Mon poste, c’est de jouer près du but. À Palerme, je joue seul en attaque avec Franco Vázquez autour de moi en « enganche » (meneur de jeu, ndlr). On aime bien jouer comme ça parce qu’on peut se suivre sur le terrain, on se connaît très bien. Je sais que mon physique n’est pas habituel pour un avant-centre, parce qu’ils sont souvent plus grands, mais ils ne sont peut-être pas aussi techniques. Quand j’ai commencé à cette position à Instituto, grâce à Dario Franco, personne ne pensait que ça allait marcher. Mon modèle, c’est Messi. Parce que c’est le meilleur joueur du monde. Mais quand j’étais petit, j’observais beaucoup ce que faisaient Riquelme et Ronaldinho.
On a beaucoup parlé de toi pour la sélection italienne. Où en es-tu ?
Je l’ai toujours dit, je me sens argentin et rien de plus. Je n’ai qu’un seul rêve, et c’est de jouer avec la sélection argentine. Je ne sais pas pourquoi tout le monde en a parlé autant, mais je ne jouerai jamais pour un autre pays.

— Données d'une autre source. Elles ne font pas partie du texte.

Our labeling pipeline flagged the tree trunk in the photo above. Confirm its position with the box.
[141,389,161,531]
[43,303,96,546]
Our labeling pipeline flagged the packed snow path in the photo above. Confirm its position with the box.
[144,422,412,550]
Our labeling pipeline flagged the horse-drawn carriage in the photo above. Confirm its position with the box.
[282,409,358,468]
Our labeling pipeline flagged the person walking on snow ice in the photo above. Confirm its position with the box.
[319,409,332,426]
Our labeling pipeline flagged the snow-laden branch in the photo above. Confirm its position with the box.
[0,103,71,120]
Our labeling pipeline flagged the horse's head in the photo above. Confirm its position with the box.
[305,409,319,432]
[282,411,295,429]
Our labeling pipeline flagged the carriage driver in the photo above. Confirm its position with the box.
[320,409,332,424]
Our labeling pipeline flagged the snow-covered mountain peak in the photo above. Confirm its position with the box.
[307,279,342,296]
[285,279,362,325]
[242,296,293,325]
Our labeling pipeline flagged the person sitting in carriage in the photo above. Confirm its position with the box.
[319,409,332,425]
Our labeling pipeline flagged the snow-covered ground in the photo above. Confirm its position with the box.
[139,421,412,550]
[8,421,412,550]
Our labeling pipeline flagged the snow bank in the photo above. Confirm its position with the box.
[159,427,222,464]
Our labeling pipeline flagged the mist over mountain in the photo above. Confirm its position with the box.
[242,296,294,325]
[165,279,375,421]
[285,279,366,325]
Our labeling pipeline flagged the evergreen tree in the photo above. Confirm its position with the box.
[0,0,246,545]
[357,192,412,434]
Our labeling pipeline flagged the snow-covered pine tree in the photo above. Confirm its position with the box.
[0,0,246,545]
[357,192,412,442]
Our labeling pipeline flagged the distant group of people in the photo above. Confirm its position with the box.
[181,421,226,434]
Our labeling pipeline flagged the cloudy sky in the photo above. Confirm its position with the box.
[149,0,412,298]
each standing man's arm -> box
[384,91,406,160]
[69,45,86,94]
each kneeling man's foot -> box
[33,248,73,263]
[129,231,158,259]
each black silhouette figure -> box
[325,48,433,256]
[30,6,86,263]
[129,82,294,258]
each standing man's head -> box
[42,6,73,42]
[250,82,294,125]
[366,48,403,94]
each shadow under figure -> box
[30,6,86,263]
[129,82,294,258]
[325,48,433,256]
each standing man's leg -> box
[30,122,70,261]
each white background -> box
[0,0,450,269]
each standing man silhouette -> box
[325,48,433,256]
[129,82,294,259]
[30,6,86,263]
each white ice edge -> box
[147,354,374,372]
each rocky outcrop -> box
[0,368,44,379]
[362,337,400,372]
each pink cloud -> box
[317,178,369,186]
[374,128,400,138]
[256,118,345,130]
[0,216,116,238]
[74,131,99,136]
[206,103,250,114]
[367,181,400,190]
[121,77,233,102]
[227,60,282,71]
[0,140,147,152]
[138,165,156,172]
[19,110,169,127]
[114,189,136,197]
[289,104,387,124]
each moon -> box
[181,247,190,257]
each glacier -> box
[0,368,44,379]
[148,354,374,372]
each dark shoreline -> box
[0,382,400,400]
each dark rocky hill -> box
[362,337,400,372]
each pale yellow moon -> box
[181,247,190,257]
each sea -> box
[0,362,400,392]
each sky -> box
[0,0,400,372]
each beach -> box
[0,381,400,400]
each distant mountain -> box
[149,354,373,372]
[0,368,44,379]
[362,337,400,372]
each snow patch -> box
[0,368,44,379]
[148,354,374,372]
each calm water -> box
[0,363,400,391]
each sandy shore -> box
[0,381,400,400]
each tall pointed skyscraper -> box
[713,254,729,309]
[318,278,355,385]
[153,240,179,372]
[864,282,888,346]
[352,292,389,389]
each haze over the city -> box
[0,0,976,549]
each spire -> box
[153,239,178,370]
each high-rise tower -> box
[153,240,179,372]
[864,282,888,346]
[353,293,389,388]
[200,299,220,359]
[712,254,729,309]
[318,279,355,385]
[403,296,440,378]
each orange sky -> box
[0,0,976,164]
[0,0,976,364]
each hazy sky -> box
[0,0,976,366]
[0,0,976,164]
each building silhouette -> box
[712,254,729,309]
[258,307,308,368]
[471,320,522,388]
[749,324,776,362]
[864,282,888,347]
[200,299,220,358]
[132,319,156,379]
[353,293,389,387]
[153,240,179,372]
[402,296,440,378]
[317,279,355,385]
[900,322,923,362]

Ton coéquipier et compatriote Franco Vázquez dit qu’il serait « honoré » de jouer pour l’Italie…
Pour Vázquez, c’est différent, la famille de sa mère est italienne. Et il est plus âgé que moi, donc pour sa carrière, ce serait un bond intéressant.
Si tu dois choisir, tu prends un club qui joue la Ligue des champions ou une convocation avec l’Argentine ?
(rires) Je veux les deux ! Si je joue en Ligue des champions, c’est sûr que j’aurai plus de chance de jouer en Sélection. Mais ce serait un manque de respect vis-à-vis de Palerme de dire que je veux autre chose, je suis très heureux de ma situation en Sicile et surtout concentré sur notre saison. On a encore plein de choses à montrer.